It works, I've shipped this as a "local inference"/poor person's ollama for low-end llm tasks like search. The main win is that it's free and privacy preserving, and (mostly) transparent to users in that they don't have to do anything, which is great for giving non-technical users local inference without making them do scary native things.
But keep in mind the actual experience for users is not great; the model download is orders of magnitude greater than downloading the browser itself, and something that needs to happen before you get your first token back.
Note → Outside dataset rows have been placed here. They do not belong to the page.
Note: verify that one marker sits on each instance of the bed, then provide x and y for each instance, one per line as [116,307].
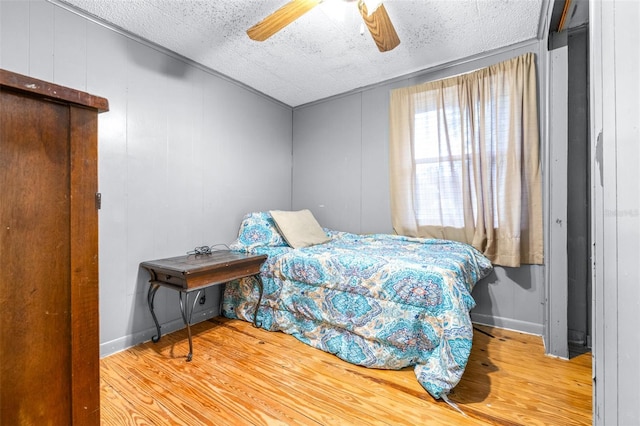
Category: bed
[380,301]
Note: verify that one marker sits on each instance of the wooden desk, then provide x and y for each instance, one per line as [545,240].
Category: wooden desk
[195,272]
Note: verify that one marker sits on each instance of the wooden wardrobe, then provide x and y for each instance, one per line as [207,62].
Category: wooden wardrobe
[49,335]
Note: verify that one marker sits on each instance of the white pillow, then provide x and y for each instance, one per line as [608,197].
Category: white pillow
[299,228]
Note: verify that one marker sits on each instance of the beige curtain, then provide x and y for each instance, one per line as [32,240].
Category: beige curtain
[464,162]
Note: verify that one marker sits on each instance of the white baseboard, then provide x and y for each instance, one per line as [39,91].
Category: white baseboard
[508,324]
[125,342]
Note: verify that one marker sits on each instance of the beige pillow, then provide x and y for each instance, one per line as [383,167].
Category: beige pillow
[299,229]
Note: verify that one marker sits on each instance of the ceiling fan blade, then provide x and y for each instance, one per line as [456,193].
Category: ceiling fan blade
[280,19]
[380,27]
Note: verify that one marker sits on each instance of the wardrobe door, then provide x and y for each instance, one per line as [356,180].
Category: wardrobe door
[35,259]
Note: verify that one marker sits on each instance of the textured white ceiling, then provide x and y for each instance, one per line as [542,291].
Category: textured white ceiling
[323,53]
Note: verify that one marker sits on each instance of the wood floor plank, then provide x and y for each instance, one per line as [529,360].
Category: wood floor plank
[242,375]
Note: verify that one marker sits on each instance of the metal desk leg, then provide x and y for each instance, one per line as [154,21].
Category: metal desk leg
[187,311]
[151,294]
[261,290]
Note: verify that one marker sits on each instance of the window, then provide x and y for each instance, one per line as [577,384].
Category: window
[464,161]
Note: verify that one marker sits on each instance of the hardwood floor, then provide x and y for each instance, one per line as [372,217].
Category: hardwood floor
[241,375]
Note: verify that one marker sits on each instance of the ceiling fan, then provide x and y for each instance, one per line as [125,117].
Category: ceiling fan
[377,21]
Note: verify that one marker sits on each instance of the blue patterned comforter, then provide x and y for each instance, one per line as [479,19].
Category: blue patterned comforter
[381,301]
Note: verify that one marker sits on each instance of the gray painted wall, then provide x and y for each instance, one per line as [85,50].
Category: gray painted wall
[340,172]
[615,136]
[183,154]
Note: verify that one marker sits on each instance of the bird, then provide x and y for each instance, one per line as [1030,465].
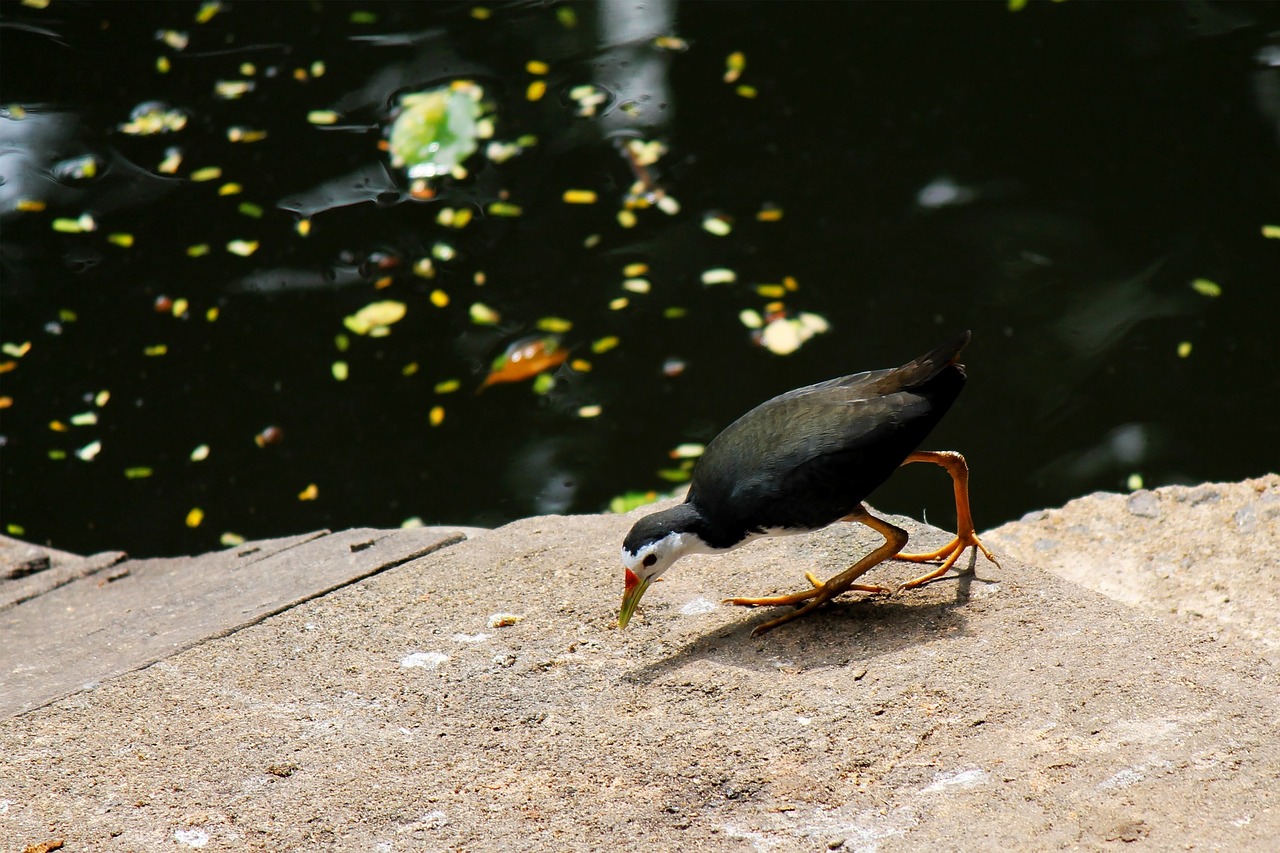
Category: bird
[804,460]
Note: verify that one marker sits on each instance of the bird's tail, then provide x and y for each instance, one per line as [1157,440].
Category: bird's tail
[919,370]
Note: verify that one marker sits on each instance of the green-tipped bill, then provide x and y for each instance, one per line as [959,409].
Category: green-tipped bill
[631,596]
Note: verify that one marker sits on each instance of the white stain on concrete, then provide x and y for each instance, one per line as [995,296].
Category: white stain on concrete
[698,606]
[425,660]
[955,779]
[193,836]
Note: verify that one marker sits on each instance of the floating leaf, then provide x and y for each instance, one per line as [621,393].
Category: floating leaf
[526,357]
[717,224]
[435,131]
[734,65]
[375,315]
[484,315]
[556,324]
[543,383]
[1205,287]
[604,345]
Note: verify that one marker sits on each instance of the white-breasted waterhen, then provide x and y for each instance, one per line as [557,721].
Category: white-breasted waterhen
[808,459]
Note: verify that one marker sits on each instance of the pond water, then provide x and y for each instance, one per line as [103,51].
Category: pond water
[199,200]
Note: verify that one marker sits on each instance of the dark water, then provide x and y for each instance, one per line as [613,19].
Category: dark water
[1054,178]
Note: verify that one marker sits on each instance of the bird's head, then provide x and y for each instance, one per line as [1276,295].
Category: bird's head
[654,543]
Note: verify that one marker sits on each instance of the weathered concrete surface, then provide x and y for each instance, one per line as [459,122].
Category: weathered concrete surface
[27,570]
[1208,555]
[1018,711]
[101,625]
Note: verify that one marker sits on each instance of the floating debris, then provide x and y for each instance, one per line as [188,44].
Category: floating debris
[269,436]
[375,318]
[1205,287]
[784,334]
[435,131]
[154,117]
[554,324]
[231,90]
[734,65]
[526,357]
[589,99]
[323,118]
[604,345]
[718,224]
[484,315]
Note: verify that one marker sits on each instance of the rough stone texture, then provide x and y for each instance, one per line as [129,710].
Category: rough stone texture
[1015,711]
[1208,555]
[30,570]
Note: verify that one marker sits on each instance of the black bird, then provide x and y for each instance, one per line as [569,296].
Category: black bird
[808,459]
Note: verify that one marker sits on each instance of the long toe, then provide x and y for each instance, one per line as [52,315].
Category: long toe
[950,553]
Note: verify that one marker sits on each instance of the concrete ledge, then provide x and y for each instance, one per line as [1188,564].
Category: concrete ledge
[403,711]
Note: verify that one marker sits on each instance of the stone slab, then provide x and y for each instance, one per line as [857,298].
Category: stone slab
[101,625]
[1013,711]
[1206,555]
[30,570]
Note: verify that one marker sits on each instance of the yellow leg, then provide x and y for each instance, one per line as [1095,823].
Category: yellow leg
[822,592]
[965,534]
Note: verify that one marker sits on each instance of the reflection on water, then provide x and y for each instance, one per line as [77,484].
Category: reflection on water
[211,233]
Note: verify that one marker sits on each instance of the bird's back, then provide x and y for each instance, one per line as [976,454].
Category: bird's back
[812,455]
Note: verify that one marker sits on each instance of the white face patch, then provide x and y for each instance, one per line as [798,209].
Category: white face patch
[664,552]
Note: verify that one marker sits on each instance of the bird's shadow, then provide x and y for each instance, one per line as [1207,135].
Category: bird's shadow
[841,633]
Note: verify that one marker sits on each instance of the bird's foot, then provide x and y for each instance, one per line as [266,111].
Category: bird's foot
[800,597]
[949,555]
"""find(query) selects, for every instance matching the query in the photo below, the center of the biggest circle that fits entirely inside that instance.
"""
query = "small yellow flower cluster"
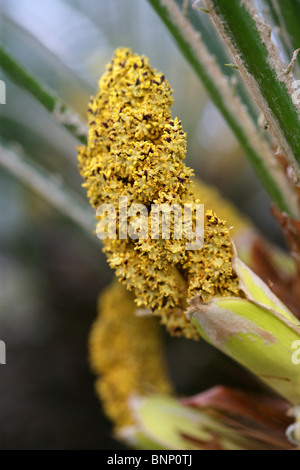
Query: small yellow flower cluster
(136, 149)
(126, 355)
(210, 269)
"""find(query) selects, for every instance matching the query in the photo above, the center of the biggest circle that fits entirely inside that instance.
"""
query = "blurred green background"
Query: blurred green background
(51, 272)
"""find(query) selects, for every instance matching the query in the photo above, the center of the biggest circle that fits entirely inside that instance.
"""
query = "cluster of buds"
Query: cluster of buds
(136, 150)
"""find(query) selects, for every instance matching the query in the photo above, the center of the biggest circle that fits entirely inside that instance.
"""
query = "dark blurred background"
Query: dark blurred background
(51, 272)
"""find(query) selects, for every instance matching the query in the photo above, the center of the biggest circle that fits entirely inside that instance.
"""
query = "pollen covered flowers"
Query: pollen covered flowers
(136, 149)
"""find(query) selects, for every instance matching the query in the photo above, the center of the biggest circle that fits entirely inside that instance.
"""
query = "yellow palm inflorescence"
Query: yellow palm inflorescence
(126, 355)
(136, 149)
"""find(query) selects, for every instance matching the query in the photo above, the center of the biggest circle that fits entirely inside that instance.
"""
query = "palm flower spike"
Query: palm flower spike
(136, 150)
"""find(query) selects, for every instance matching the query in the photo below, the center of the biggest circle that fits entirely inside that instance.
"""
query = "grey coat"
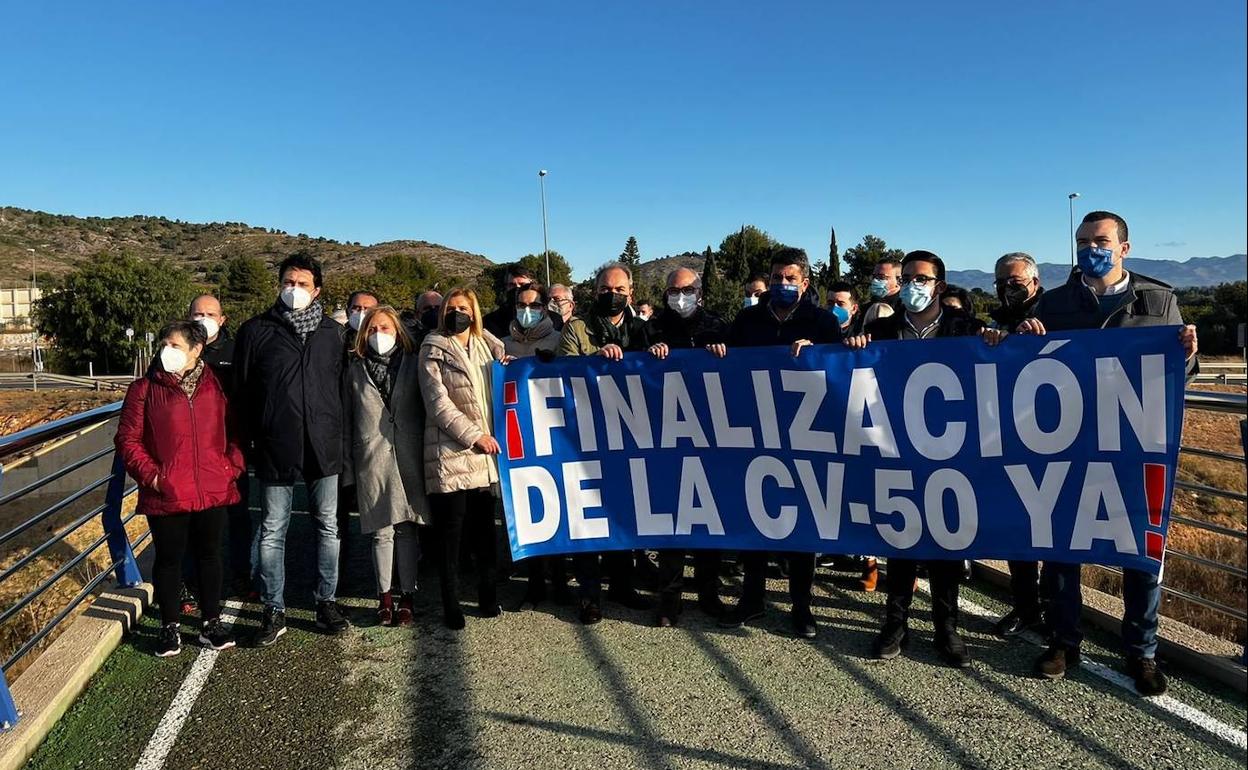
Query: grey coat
(385, 456)
(453, 417)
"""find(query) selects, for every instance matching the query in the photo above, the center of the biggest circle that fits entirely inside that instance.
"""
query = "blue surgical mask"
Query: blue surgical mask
(915, 297)
(785, 295)
(528, 317)
(1095, 262)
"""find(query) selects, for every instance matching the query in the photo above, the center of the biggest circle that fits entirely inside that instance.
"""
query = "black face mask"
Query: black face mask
(458, 322)
(1012, 295)
(609, 305)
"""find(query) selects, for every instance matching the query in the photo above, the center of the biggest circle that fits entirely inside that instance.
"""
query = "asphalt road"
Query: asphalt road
(536, 689)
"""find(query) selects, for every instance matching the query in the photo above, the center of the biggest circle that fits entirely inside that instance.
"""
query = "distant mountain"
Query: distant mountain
(1197, 271)
(61, 241)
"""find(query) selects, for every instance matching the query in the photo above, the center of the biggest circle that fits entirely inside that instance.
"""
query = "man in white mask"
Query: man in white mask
(288, 381)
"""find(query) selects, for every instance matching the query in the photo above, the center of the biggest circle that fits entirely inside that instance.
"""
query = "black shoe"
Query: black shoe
(272, 627)
(739, 615)
(952, 650)
(330, 618)
(215, 635)
(589, 613)
(890, 642)
(629, 599)
(1053, 663)
(169, 640)
(1018, 622)
(1148, 678)
(804, 624)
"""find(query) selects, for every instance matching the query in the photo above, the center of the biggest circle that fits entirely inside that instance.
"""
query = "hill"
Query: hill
(61, 241)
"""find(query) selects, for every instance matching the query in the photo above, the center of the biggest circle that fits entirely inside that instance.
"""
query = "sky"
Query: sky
(955, 127)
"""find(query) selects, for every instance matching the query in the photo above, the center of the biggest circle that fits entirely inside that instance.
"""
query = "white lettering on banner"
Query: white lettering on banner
(679, 417)
(544, 417)
(947, 479)
(632, 412)
(865, 399)
(987, 404)
(766, 404)
(726, 434)
(585, 429)
(647, 522)
(522, 481)
(914, 409)
(814, 387)
(760, 469)
(826, 506)
(1058, 376)
(697, 503)
(1101, 486)
(580, 498)
(887, 503)
(1040, 502)
(1146, 413)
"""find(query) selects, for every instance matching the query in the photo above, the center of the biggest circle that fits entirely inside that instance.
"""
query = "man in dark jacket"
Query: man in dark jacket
(783, 320)
(922, 317)
(610, 331)
(288, 376)
(1103, 295)
(684, 323)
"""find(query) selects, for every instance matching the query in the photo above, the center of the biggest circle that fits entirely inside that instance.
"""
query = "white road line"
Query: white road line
(1166, 703)
(162, 740)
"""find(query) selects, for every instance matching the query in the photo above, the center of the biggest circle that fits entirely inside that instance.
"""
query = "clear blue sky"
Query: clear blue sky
(957, 127)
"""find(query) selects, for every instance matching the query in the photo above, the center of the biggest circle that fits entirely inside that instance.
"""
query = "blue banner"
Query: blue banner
(1060, 448)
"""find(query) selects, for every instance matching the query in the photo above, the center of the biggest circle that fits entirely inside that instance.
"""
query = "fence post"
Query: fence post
(119, 543)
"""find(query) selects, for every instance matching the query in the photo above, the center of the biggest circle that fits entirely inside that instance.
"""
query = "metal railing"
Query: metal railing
(121, 550)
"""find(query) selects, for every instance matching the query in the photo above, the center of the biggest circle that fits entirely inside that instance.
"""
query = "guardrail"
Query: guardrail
(120, 548)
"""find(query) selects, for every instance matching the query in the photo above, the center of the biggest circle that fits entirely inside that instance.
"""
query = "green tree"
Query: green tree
(632, 255)
(87, 313)
(862, 258)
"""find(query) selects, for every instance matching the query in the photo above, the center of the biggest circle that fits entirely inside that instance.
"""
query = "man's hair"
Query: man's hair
(609, 266)
(1017, 256)
(191, 331)
(301, 260)
(1096, 216)
(791, 255)
(926, 256)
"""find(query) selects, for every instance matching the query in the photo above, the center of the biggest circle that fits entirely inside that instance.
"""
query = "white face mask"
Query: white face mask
(381, 342)
(296, 297)
(210, 326)
(684, 305)
(172, 360)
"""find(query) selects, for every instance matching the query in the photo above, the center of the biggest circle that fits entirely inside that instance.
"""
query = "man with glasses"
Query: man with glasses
(924, 317)
(684, 323)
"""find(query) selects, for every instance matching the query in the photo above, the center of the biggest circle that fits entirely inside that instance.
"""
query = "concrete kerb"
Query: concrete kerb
(1189, 648)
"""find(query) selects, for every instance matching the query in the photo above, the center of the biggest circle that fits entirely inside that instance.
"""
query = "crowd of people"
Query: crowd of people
(390, 416)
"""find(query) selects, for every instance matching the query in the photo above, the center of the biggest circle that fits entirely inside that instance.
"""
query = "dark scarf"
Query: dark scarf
(305, 321)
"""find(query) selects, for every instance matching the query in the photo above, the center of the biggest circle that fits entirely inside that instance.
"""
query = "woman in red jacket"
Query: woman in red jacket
(174, 442)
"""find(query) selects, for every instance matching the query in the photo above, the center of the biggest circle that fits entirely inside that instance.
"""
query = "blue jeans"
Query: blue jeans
(1141, 599)
(276, 501)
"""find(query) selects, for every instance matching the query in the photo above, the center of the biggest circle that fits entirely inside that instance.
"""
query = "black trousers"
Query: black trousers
(171, 534)
(801, 577)
(672, 572)
(944, 577)
(466, 517)
(1025, 585)
(589, 573)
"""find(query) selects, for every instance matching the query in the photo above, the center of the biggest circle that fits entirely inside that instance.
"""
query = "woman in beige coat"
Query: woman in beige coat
(457, 363)
(386, 427)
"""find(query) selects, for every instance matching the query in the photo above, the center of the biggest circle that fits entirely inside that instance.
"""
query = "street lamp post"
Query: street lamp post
(546, 245)
(1070, 200)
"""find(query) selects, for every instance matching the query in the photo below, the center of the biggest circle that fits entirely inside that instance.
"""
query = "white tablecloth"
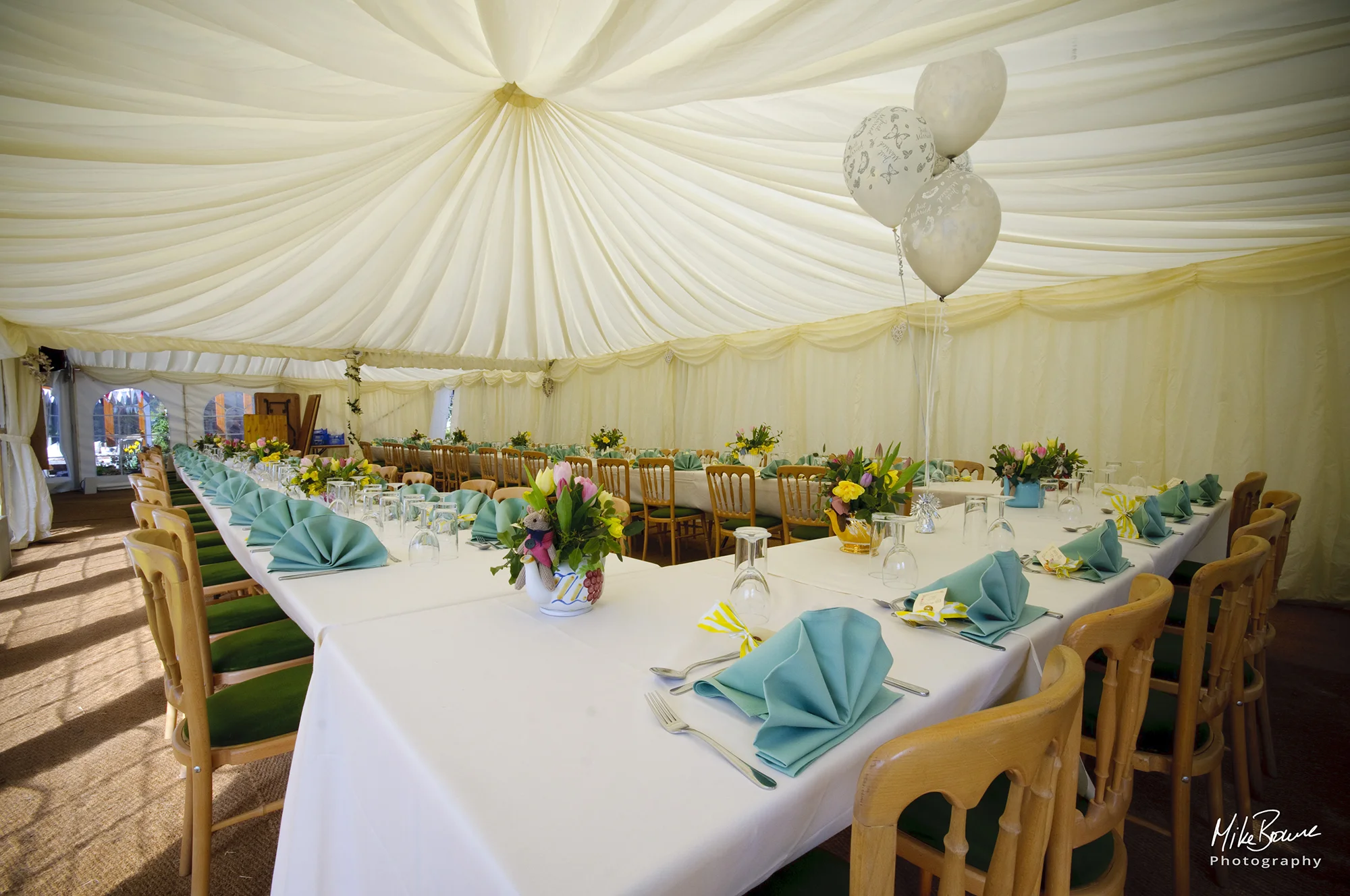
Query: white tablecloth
(321, 603)
(488, 750)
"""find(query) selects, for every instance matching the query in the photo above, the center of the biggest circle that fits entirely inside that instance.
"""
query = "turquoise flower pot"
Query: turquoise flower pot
(1025, 495)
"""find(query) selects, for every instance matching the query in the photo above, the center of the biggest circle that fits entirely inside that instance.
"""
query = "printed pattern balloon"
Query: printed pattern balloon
(961, 99)
(950, 230)
(888, 159)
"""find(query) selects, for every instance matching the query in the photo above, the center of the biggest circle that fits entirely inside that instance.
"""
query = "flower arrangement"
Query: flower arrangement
(761, 442)
(607, 439)
(572, 522)
(267, 450)
(315, 476)
(858, 488)
(1035, 461)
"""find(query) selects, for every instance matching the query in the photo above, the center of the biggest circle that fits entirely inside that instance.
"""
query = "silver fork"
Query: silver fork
(676, 725)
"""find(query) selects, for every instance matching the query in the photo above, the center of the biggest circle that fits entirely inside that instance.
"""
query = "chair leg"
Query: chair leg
(200, 782)
(1264, 721)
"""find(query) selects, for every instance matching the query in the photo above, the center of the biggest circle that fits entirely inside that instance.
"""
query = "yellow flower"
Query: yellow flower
(848, 491)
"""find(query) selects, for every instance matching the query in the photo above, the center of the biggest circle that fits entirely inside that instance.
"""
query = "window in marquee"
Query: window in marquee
(124, 422)
(225, 415)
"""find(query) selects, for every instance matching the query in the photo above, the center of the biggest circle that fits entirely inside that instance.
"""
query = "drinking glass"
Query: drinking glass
(977, 528)
(750, 588)
(425, 547)
(1002, 536)
(900, 569)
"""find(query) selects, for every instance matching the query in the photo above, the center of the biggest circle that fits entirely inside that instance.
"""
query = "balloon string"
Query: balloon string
(909, 327)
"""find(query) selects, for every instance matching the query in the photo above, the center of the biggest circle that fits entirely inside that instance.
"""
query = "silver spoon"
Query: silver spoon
(680, 675)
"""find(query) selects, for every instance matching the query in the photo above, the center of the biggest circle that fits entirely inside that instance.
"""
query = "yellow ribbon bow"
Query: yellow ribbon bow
(723, 619)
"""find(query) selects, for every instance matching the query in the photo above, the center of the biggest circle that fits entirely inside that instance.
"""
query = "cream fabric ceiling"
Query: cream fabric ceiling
(291, 179)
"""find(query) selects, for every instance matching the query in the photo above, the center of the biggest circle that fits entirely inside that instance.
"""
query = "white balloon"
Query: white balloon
(961, 99)
(888, 159)
(950, 230)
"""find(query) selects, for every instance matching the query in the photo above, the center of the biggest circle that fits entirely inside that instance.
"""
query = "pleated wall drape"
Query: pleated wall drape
(26, 500)
(1225, 369)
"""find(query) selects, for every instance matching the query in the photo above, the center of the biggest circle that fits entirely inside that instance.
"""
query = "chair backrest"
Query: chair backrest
(731, 489)
(487, 486)
(658, 476)
(1205, 693)
(1127, 636)
(1268, 524)
(168, 578)
(615, 477)
(1033, 741)
(1247, 499)
(511, 466)
(973, 468)
(581, 466)
(186, 543)
(1289, 503)
(535, 462)
(800, 495)
(488, 465)
(157, 611)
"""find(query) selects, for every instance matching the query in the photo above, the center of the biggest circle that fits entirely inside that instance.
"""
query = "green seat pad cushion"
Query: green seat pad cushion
(214, 574)
(210, 540)
(817, 874)
(928, 818)
(261, 646)
(665, 513)
(762, 520)
(263, 708)
(214, 554)
(242, 613)
(1160, 717)
(1167, 659)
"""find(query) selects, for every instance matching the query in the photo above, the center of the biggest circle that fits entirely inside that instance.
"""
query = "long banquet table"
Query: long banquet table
(484, 748)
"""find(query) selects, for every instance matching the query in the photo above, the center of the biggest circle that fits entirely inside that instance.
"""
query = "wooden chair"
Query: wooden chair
(511, 466)
(973, 468)
(800, 497)
(249, 721)
(487, 486)
(1114, 697)
(1191, 688)
(583, 466)
(535, 462)
(460, 465)
(731, 489)
(1021, 752)
(658, 476)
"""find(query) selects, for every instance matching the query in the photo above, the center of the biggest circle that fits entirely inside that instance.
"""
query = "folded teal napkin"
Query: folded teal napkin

That's unfixable until operating systems start reliably shipping their own prebaked models that an API like this could plug into.
> operating systems start reliably shipping their own prebaked models
Here's to hoping that that dystopia will never happen.
> It works, I've shipped this as a "local inference"/poor person's ollama for low-end llm tasks like search
fantastic!
> the model download is orders of magnitude greater than downloading the browser itself, and something that needs to happen before you get your first token back
sure but does this mean the model is lazily downloaded? that is, if I used this and I am the first time the model was called, the user would be waiting until the model was downloaded at that point?
that sounds like a horrible user experience - maybe chrome reduces the confusion by showing a download dialog status or similar?
also, any idea what the on disk impact is?
> That's unfixable until operating systems start reliably shipping their own prebaked models that an API like this could plug into.
Maybe the next big thing will be some software subscription premium offers with a bunch of 5090s as an extra.